Prof Budi merasa tidak bersalah. Dia melakukan perlawanan dengan mengajukan gugatan ke Pengadilan Tata Usaha Negara (PTUN) Surabaya.
Pada 15 Februari 2023, PTUN Surabaya menolak gugatan Prof Budi. PTUN Surabaya berpendapat penerbitan surat keputusan objek sengketa a quo telah sesuai dengan peraturan perundang-undangan dari segi kewenangan, prosedur dan substansi dan sesuai dengan asas umum pemerintahan yang baik.
PTUN Surabaya menggarisbawahi kalimat yang dinilai melanggar etika dosen yaitu:
-Kalimat "Tidak bicara soal langit atau kehidupan sesudah mati. Pilihan kata-katanya juga jauh dari kata-kata langit: insaallah, barakallah, syiar, qadarullah, dsb"
-Frasa ".... Tidak satu pun menutup kepala ala manusia gurun"
-Kalimat "Mereka mencari Tuhan ke negara-negara maju seperti Korea, Eropa barat dan US bukan ke negara yang orang-orangnya pandai bercerita tanpa karya teknologi"

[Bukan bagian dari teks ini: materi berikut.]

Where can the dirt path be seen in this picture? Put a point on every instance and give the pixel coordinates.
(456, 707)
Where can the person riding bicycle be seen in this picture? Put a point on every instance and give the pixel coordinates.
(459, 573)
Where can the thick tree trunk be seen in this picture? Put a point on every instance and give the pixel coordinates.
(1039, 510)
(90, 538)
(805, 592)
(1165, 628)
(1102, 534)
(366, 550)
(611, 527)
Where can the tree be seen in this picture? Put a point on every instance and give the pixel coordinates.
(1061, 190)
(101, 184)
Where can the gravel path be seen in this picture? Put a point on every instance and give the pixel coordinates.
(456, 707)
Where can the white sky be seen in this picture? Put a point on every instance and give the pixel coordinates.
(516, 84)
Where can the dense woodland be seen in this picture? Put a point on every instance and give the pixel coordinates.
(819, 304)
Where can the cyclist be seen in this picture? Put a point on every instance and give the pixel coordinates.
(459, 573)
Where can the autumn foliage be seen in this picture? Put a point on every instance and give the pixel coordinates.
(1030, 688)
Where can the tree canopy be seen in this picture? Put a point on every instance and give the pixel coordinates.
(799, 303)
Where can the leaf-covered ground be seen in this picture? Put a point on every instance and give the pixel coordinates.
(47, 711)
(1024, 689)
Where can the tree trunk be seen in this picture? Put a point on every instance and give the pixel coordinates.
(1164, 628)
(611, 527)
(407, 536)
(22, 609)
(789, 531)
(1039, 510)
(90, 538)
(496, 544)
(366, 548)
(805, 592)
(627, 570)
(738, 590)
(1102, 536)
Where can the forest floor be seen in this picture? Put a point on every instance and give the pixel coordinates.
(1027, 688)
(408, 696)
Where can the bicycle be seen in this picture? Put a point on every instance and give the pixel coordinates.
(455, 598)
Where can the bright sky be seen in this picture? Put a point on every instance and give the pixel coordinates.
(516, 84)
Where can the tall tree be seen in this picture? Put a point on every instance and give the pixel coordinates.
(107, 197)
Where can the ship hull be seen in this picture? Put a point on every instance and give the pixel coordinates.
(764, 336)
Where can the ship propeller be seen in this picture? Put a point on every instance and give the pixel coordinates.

Putusan itu dikuatkan Pengadilan Tinggi TUN Surabaya. Prof Budi tidak terima dan mengajukan kasasi. Apa kata MA?
"Menolak permohonan kasasi dari Pemohon Kasasi Prof Ir Budi Santosa MSc PhD," demikian bunyi salinan putusan kasasi yang dilansir website MA, Senin (8/1/2024).
Duduk sebagai ketua majelis Yulius dengan anggota Yosran dan Is Sudaryono. Berikut alasan MA menolak kasasi itu:
- Putusan Judex Facti sudah benar dan tidak terdapat kesalahan dalam penerapan hukum.
- Bahwa Tergugat sesuai dengan kewenangannya telah menerbitkan keputusan tata usaha negara objek sengketa sesuai prosedur yang berlaku.
- Penggugat terbukti melakukan perbuatan tidak berbudi luhur dan kontroversial yang menimbulkan keresahan sosial sebagaimana dimaksud Pasal 2 ayat (3) huruf a Peraturan Rektor Institut Teknologi Sepuluh Nopember Nomor 32 Tahun2020.